The prints were donated to the ASU Library by Mary Karasch, a professor emerita from Oakland University in Rochester, Michigan, who now lives in Tempe, Arizona.

“Given the size of Phoenix, we need a center for research for Latin America, not just the borderlands,” said Karash, who started collecting wood block prints and handmade books in 1969 when she was a graduate student. “My objective in giving these items was to build up the collection. I specifically wanted to donate them to an academic library because they’re invaluable to scholars and students.”

Latin American book
One of only 298 copies, the Codex Nuttall (1902), a facsimile of a Mixtec history, replicates the accordion fold style of the original document, which is painted on deer hide. This publication helped to establish a tradition of preserving and publishing Mexican pictorial codices. Photo by Deanna Dent/Arizona State University

Karash said viewing digital items has its place, but seeing, touching and feeling primary sources is where real learning occurs.

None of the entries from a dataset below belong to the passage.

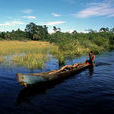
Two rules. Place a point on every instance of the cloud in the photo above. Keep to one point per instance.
(13, 23)
(55, 15)
(97, 9)
(27, 11)
(55, 23)
(29, 17)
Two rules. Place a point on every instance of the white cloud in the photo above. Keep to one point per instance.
(55, 15)
(29, 17)
(97, 9)
(27, 11)
(12, 23)
(55, 23)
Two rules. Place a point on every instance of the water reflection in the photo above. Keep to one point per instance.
(26, 93)
(40, 88)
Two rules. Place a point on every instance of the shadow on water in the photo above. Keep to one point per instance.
(40, 88)
(102, 64)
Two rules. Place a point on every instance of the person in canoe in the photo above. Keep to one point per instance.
(67, 67)
(91, 58)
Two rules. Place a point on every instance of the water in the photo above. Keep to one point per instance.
(88, 92)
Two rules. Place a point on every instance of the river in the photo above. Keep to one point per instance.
(88, 92)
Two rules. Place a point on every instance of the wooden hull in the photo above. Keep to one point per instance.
(33, 78)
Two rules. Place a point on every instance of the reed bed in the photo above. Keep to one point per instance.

“When I was an undergraduate, I used to get very frustrated because our professors would have us reading secondary sources only,” said Karash, who has collected Brazilian art and books for more than half a century. “We never got to see original letters or documents until grad school, but this has now changed and evolved.”

That evolution will continue as the collection expands in scope and depth, Valiant said.

“Our collection in terms of Latin American collections is small, but it’s big for Arizona and becoming significant,” said Valiant, who noted that ASU has approximately 400 faculty members affiliated with Latin American study. “It takes time to cultivate and build a collection, but in a just a short time, this one has become important enough to be a destination for scholars.”

Valiant said that as ASU's relationships with Latin American partners expand, she will continue to work with faculty and students to meet their research needs to help them achieve their academic goals.

"I do this remembering that this collection is not just for us, at this moment," she said, "but is also entrusted to us on behalf of the future students of ASU and the people of Arizona."